The joint safety advisory (SA) from the Federal Railroad Administration (FRA) and the Pipeline and Hazardous Material Safety Administration (PHMSA) that I described last week was published today in the Federal Register (78 FR 48224-48229). It addresses some of the safety issues that have been identified in the on-going investigation of the recent fatal derailment in Lac-Megantic, Quebec, Canada.
NOTE: The safety advisory uses an interesting spelling (?) of the city name that I haven’t seen before; “Lac-M[eacute]gantic”. I am not a French (or French-Canadian) speaker so I’m not sure what that is all about. I will continue to use the common American spelling that has made its way into the news media with appropriate apologies to any readers from Quebec.
Planned Meeting of the RSAC
The SA notes that an emergency meeting of the Railroad Safety Advisory Committee will be called to discuss potential regulatory actions that the FRA might consider in light of this accident. A meeting notice will be published in the Federal Register.
The FRA intends to have the RSAC address the following issues:
• The formulation of a task statement regarding appropriate crew size for an RSAC working group to consider; and
• The appropriate types and quantities of hazardous materials that should preclude trains transporting such materials from being left unattended on main track and sidings.

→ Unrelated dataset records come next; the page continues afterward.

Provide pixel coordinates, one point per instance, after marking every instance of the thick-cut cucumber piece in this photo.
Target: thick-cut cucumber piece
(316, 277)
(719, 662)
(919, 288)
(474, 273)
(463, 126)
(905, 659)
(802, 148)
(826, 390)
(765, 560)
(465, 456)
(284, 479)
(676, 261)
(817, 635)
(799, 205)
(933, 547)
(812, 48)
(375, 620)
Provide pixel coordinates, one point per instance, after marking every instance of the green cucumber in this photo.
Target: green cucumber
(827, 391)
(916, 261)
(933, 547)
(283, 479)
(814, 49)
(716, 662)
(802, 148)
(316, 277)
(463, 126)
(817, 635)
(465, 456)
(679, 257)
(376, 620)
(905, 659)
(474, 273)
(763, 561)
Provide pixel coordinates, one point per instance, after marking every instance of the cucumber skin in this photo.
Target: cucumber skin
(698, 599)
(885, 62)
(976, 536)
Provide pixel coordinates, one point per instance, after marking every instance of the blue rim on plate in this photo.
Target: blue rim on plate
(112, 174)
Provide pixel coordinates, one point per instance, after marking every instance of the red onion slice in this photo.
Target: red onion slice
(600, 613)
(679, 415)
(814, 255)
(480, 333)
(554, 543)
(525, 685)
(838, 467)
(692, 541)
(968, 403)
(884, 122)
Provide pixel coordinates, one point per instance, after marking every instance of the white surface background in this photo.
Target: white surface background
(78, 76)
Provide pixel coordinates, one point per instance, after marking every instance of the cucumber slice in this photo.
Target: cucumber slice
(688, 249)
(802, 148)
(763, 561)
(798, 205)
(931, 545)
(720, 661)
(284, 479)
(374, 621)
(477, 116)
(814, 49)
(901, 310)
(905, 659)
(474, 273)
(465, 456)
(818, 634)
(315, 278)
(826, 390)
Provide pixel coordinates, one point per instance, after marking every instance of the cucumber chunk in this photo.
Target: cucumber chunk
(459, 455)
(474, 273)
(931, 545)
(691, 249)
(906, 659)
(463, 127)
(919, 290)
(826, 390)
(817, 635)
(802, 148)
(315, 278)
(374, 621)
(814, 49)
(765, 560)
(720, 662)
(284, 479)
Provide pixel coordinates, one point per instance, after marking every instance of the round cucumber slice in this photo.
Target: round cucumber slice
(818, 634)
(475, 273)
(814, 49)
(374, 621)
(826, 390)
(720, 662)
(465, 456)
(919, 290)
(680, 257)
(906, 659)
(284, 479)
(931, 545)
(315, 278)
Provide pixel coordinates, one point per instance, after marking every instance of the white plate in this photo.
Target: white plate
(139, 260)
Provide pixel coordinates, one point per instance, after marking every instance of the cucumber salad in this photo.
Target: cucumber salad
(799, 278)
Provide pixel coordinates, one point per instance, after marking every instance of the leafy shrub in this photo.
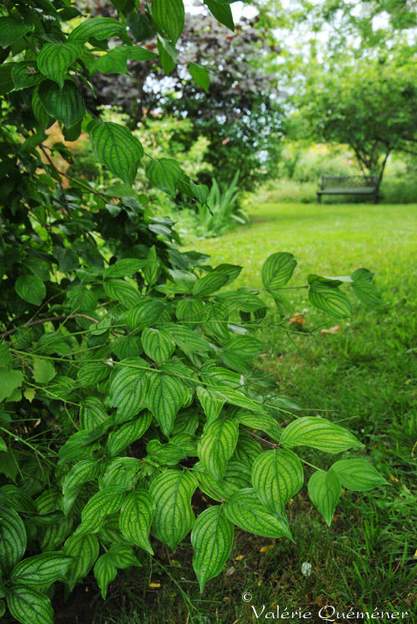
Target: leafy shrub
(126, 380)
(219, 210)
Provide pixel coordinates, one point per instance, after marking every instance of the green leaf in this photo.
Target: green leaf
(200, 75)
(102, 504)
(119, 290)
(261, 422)
(135, 519)
(277, 270)
(10, 380)
(123, 472)
(166, 395)
(211, 405)
(217, 445)
(92, 414)
(12, 538)
(171, 493)
(324, 492)
(358, 475)
(65, 103)
(115, 61)
(105, 572)
(245, 510)
(165, 173)
(216, 279)
(319, 433)
(31, 289)
(212, 541)
(145, 314)
(157, 344)
(277, 476)
(128, 433)
(364, 288)
(98, 28)
(12, 30)
(168, 16)
(128, 389)
(43, 119)
(325, 295)
(54, 60)
(240, 352)
(43, 370)
(117, 148)
(84, 551)
(221, 11)
(24, 75)
(42, 570)
(92, 373)
(28, 606)
(126, 267)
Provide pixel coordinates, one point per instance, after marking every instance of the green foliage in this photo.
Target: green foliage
(135, 361)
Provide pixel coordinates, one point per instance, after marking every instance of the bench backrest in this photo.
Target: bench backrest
(329, 182)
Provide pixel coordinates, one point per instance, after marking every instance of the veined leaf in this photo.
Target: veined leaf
(245, 510)
(221, 11)
(92, 413)
(128, 389)
(211, 405)
(119, 290)
(200, 75)
(364, 288)
(168, 16)
(84, 551)
(10, 380)
(122, 472)
(157, 344)
(98, 28)
(12, 538)
(12, 30)
(28, 606)
(325, 295)
(319, 433)
(31, 289)
(212, 540)
(357, 474)
(136, 519)
(117, 148)
(104, 503)
(64, 103)
(324, 492)
(277, 271)
(145, 314)
(105, 572)
(166, 395)
(262, 422)
(165, 173)
(42, 570)
(55, 59)
(127, 434)
(217, 445)
(125, 267)
(171, 493)
(277, 476)
(43, 370)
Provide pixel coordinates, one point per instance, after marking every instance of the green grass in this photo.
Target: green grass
(365, 376)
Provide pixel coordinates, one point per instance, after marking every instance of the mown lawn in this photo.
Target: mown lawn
(365, 376)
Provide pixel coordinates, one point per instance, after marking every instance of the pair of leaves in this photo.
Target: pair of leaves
(325, 487)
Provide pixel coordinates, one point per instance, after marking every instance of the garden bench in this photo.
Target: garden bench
(363, 186)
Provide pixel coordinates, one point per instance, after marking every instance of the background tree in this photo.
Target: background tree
(370, 106)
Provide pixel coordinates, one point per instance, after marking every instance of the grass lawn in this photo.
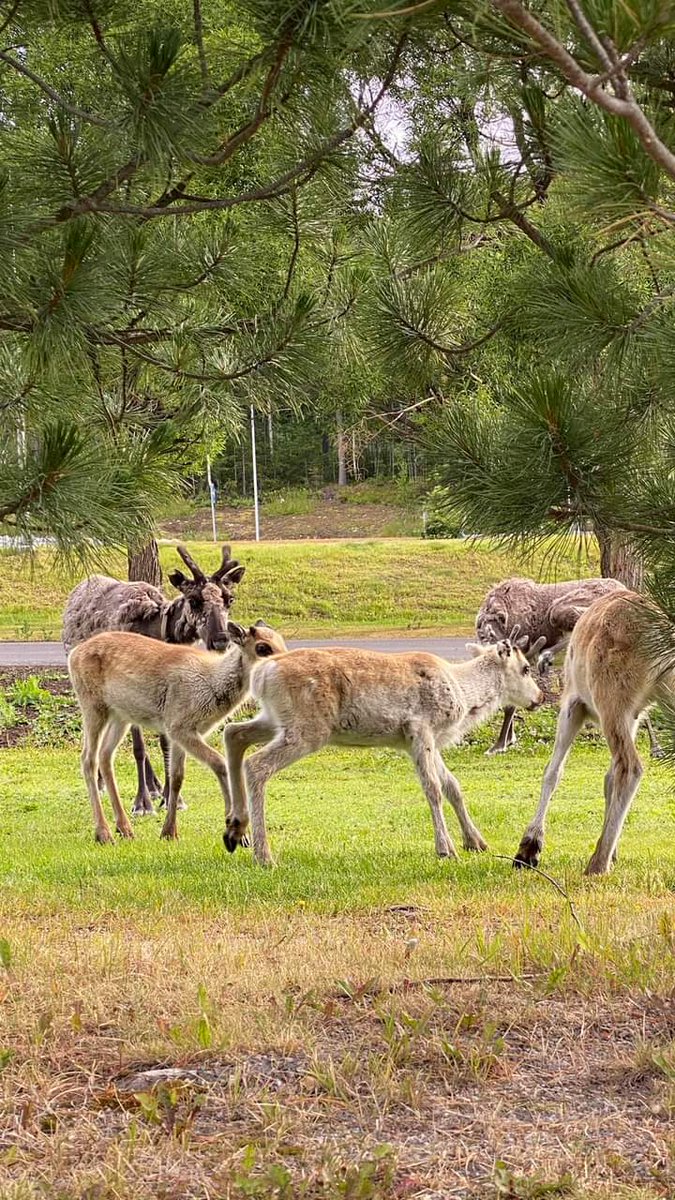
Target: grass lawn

Categorization of Hazardous Materials
One of the potential issues raised in this accident is the flammability of crude oil. Different sources and blends of crude oil have different flash points. This is reflected in the three different Packing Groups that may be used for the classification of crude oil as a Class 3 hazardous material. Those Packing Groups in-turn have an impact on what types of rail cars may be used to transport crude oil. This has potential safety implications if the crude oil has a lower flash point than reflected in the shipping paperwork and an improper rail car selection is made.

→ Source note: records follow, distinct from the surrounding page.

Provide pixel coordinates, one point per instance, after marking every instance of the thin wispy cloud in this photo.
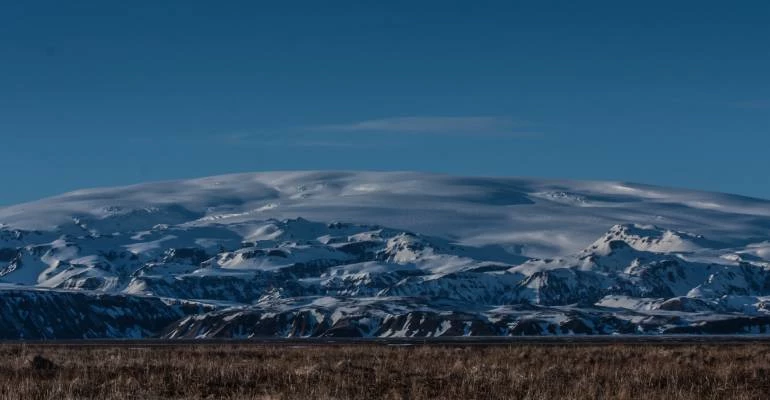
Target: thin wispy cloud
(473, 125)
(753, 105)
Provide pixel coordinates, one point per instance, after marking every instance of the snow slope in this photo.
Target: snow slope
(388, 254)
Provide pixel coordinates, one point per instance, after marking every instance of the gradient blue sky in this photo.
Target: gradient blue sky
(100, 93)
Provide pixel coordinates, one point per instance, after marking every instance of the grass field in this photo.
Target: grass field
(616, 371)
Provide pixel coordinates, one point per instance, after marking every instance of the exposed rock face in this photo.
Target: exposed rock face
(206, 258)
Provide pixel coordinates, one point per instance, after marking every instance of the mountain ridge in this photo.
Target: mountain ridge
(386, 254)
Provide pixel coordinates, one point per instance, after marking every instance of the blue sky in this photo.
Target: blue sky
(101, 93)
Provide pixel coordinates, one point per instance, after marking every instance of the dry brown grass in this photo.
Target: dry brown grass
(368, 371)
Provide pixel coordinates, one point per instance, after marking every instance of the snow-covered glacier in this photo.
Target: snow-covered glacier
(396, 254)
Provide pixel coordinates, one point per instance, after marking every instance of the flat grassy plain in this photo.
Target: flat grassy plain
(519, 371)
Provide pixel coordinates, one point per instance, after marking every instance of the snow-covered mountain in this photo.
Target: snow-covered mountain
(383, 254)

As a result, DOT is recommending that “offerors evaluate their processes for testing, classifying and packaging the crude oil that they offer into transportation via railroad tank car as required by Part 173 of the HMR.”
Review Security Plans
Current DOT regulations require that offerors of hazardous materials prepare (and keep on file) a security plan for the shipment of bulk quantities of hazardous materials. It is not clear that those plans take into account the potential for the unattended parking of trains carrying those rail cars on mainlines or mainline sidings outside of rail yards. DOT is recommending that “offerors and carriers of hazardous materials review their plans adopted in accordance with subpart I of part 172 [link added] of the HMR that govern the safety and security of the transportation of railroad tank cars containing hazardous materials. In particular DOT is recommending that the review address “whether their existing plans adequately address personnel security, unauthorized access, and en-route security”
Given the severity of the accident and the potential eco-political implications of the cargo involved, I am sure that this is not the last of the regulatory (or potential legislative) actions that will result from this tragic event.